In 1981 Rajneesh took a vow of silence, following the example of certain other Eastern religious leaders. Now communication between Bhagwan and his followers would be purely heart to heart. That phase lasted until 1984, when Rajneesh began to give limited spoken presentations again.
Continuing opposition, some of it violent, to the movement in India led to a decision to relocate in the United States. After some searching the leaders found a venerable cattle ranch for sale in an isolated spot in central Oregon, comprising an area of 100 square miles—surely a vast enough expanse to encompass any foreseeable future growth. His followers—and soon Rajneesh himself—began moving to the ranch in 1981 and started building a city which they called Rajneeshpuram. Heated disapproval from neighbors arose at once, and both public officials and private organizations acted to restrict or remove Rajneeshpuram on the grounds that it violated the state's land-use planning laws. The prosperous commune, however, fought back in court and continued to expand its presence in Oregon, amid enormous controversy.
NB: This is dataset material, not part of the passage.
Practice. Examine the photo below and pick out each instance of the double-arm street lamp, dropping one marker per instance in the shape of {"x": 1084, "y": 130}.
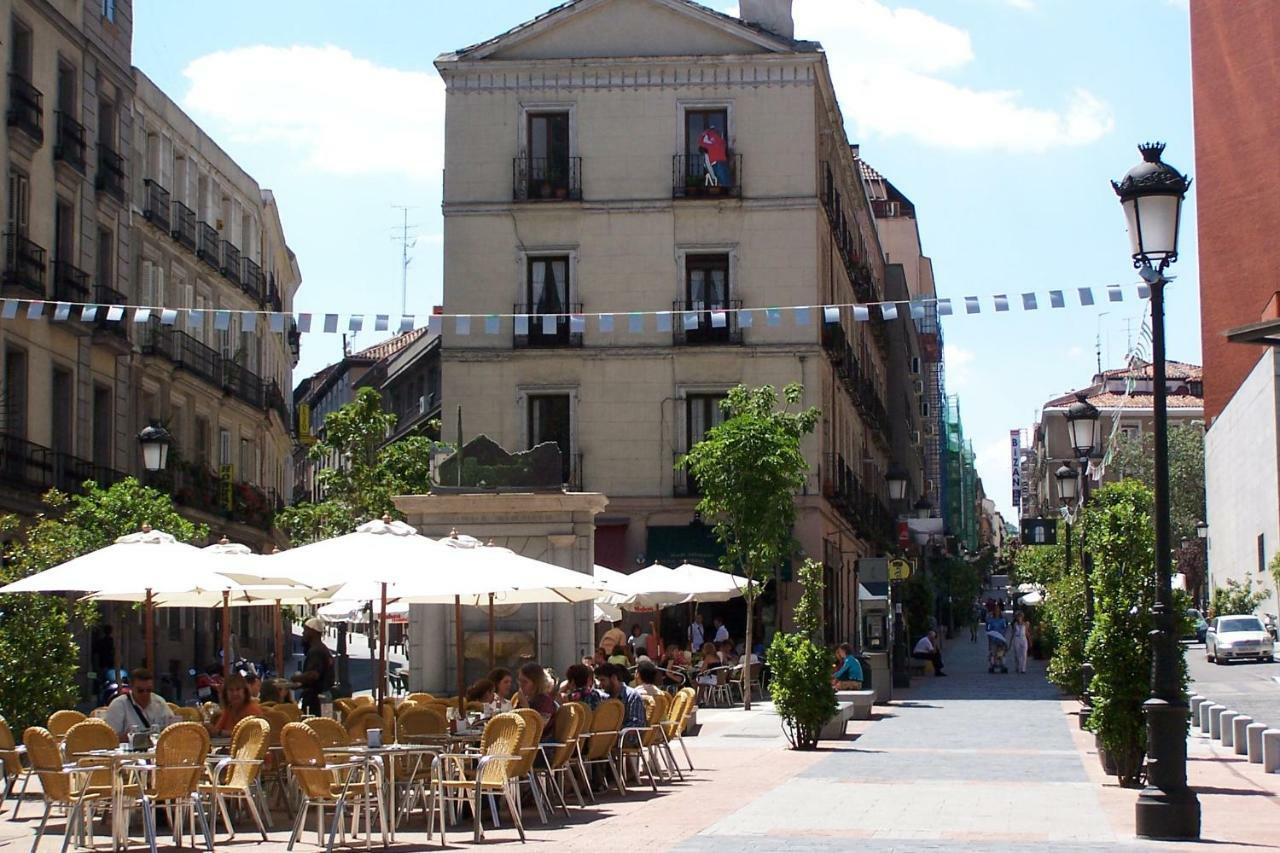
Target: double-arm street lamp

Finally, in November 1985, the United States charged Rajneesh with immigration fraud. He pled guilty with the understanding that he would be allowed to leave the country. After a time Rajneesh returned to a commune in Poona. Meanwhile, the community's assets—including 93 custom-built Rolls Royces—were auctioned off. Thirteen of his lieutenants were convicted of crimes ranging from attempted murder to wiretapping.
After returning to India in 1986, Rajneesh directed his followers to stop using the term "Bhagwan." After a time failing health caused him to stop giving discourses, and word came to his followers that the name Rajneesh was also being dropped. He began to be called "Osho," which he said was derived from an expression of the American psychologist of religion William James, "oceanic experience." The commune in India was thereafter called the Osho Institute and Osho Meditation Centers could be found in major cities around the world.
Rajneesh died of heart disease at Poona, India, January 19, 1990.
Further Reading on Bhagwan Shree Rajneesh
Rajneesh's discourses have been tape recorded for many years, and the tapes have often been transcribed into books; hundreds of those books of his teachings have been published by the Osho (formerly Rajneesh) Foundation International, and hundreds of tapes of his discourses are available. Several of his books have been published by commercial publishers; probably the most important is My Way: The Way of the White Cloud (1978). A three-volume digest of Rajneesh's teachings on many subjects is The Book (1982).
A biography of Rajneesh by a disciple, published by a major commercial press, is Vasant Joshi's The Awakened One: The Life and Work of Bhagwan Shree Rajneesh (1982).